Veriﬁcation of antiderivative is not currently implemented for this CAS.

[In]

integrate(sin(a+1/3*log(c*x^n)*(-1/n^2)^(1/2))^3,x, algorithm="giac")

[Out]

Exception raised: NotImplementedError >> Unable to parse Giac output: ((-9*i)*n^4*x*exp((-3*i)*a)*exp((n*abs(n

)*ln(x)+abs(n)*ln(c))/n^2)+27*i*n^4*x*exp((-i)*a)*exp((n*abs(n)*ln(x)+abs(n)*ln(c))*1/3/n^2)+(-27*i)*n^4*x*exp

(-(n*abs(n)*ln(x)+abs(n)*ln(c))*1/3/n^2)*exp(i*a)+9*i*n^4*x*exp(-(n*abs(n)*ln(x)+abs(n)*ln(c))/n^2)*exp(3*i*a)

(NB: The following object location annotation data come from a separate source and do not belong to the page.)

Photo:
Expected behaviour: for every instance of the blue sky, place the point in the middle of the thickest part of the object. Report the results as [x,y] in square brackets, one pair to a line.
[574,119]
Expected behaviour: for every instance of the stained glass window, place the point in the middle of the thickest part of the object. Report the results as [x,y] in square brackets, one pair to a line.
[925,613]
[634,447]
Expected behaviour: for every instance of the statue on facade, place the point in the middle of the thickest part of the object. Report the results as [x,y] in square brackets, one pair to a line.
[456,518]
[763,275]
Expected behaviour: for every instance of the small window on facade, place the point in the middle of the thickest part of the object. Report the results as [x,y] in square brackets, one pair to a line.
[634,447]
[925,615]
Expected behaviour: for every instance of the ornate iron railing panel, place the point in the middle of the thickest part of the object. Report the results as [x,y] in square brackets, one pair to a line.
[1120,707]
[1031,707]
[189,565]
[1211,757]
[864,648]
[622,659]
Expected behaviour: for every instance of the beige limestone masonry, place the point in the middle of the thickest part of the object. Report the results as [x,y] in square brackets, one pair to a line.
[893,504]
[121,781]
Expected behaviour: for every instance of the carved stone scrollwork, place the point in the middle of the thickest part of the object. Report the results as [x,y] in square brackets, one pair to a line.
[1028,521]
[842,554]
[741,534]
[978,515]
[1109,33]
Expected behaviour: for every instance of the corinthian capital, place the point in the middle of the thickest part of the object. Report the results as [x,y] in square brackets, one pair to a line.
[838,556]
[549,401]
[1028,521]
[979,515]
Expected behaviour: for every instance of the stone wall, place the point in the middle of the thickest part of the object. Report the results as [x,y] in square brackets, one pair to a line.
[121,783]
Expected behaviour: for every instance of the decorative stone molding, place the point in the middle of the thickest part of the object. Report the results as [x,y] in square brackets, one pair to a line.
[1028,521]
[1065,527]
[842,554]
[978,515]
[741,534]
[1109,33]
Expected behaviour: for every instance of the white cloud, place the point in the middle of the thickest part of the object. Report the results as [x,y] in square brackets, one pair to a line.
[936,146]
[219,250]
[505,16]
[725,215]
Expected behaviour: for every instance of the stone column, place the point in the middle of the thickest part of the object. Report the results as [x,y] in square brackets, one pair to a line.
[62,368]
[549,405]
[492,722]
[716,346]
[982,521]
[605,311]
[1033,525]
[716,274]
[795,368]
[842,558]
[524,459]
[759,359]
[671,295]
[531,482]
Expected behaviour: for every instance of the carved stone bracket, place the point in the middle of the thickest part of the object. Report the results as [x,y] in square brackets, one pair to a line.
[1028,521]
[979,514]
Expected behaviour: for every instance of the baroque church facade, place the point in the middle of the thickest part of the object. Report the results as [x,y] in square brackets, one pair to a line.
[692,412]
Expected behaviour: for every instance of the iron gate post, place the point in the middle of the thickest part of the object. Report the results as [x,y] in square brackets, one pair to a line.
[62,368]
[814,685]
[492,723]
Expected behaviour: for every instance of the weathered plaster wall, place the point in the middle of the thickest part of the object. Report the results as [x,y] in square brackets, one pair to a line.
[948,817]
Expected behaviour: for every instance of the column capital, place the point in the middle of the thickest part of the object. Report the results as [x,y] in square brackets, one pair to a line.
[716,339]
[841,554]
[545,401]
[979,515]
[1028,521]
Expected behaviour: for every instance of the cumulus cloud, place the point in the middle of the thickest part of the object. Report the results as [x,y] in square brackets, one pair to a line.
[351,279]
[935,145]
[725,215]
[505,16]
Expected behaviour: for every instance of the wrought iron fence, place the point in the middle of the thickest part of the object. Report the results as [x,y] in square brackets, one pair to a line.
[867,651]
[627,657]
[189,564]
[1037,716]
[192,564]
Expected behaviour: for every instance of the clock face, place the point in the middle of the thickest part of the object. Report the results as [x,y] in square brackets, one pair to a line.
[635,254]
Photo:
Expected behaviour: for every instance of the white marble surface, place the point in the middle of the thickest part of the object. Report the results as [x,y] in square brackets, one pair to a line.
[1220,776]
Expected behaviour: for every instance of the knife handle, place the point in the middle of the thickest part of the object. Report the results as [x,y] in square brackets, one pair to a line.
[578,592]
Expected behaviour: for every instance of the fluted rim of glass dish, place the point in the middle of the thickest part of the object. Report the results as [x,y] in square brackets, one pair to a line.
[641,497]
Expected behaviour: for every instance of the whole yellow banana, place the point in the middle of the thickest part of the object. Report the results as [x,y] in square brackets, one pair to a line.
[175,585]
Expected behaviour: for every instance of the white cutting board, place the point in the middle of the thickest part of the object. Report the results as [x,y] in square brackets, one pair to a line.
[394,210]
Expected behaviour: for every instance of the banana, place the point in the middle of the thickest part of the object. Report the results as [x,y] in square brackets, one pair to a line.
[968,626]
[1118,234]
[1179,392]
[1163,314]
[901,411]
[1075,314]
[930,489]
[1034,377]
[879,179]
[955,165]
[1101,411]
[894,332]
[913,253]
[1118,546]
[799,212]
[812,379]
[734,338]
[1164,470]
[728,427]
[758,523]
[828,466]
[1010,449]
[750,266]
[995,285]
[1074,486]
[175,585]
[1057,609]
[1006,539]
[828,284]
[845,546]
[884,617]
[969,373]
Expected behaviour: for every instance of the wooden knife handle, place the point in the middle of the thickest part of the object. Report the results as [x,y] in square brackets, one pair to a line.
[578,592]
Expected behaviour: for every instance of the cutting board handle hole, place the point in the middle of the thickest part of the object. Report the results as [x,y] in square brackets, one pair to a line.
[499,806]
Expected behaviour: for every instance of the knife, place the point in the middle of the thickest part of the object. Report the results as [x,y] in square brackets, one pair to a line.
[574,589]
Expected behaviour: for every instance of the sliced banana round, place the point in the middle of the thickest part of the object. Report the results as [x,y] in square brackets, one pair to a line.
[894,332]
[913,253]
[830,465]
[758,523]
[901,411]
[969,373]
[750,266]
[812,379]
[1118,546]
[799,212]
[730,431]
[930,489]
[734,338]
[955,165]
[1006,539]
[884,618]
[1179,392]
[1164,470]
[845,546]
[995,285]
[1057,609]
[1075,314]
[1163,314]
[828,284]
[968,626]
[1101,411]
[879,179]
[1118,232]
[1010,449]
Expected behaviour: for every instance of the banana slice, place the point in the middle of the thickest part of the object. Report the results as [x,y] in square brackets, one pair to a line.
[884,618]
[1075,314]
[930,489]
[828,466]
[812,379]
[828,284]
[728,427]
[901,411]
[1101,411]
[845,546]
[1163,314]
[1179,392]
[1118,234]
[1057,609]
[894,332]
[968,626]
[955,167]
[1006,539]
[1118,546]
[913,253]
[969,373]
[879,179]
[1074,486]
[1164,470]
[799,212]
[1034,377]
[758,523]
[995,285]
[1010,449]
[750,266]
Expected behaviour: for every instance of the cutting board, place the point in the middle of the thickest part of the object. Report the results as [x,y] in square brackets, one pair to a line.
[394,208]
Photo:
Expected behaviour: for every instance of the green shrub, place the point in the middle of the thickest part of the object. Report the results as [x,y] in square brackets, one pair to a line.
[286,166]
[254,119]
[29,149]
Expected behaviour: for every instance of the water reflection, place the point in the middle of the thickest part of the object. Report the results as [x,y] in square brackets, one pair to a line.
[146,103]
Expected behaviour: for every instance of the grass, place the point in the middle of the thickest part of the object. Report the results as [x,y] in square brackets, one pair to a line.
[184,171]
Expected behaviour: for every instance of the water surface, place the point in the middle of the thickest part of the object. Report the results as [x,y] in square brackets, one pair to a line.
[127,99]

+9*i*n^3*x*abs(n)*exp((-3*i)*a)*exp((n*abs(n)*ln(x)+abs(n)*ln(c))/n^2)+(-9*i)*n^3*x*abs(n)*exp((-i)*a)*exp((n*

abs(n)*ln(x)+abs(n)*ln(c))*1/3/n^2)+(-9*i)*n^3*x*abs(n)*exp(-(n*abs(n)*ln(x)+abs(n)*ln(c))*1/3/n^2)*exp(i*a)+9

*i*n^3*x*abs(n)*exp(-(n*abs(n)*ln(x)+abs(n)*ln(c))/n^2)*exp(3*i*a)+i*n^2*x*n^2*exp((-3*i)*a)*exp((n*abs(n)*ln(

x)+abs(n)*ln(c))/n^2)+(-27*i)*n^2*x*n^2*exp((-i)*a)*exp((n*abs(n)*ln(x)+abs(n)*ln(c))*1/3/n^2)+27*i*n^2*x*n^2*

exp(-(n*abs(n)*ln(x)+abs(n)*ln(c))*1/3/n^2)*exp(i*a)+(-i)*n^2*x*n^2*exp(-(n*abs(n)*ln(x)+abs(n)*ln(c))/n^2)*ex

p(3*i*a)+(-i)*n*x*abs(n)*n^2*exp((-3*i)*a)*exp((n*abs(n)*ln(x)+abs(n)*ln(c))/n^2)+9*i*n*x*abs(n)*n^2*exp((-i)*

a)*exp((n*abs(n)*ln(x)+abs(n)*ln(c))*1/3/n^2)+9*i*n*x*abs(n)*n^2*exp(-(n*abs(n)*ln(x)+abs(n)*ln(c))*1/3/n^2)*e

xp(i*a)+(-i)*n*x*abs(n)*n^2*exp(-(n*abs(n)*ln(x)+abs(n)*ln(c))/n^2)*exp(3*i*a))/(72*n^4-80*n^2*n^2+8*n^4)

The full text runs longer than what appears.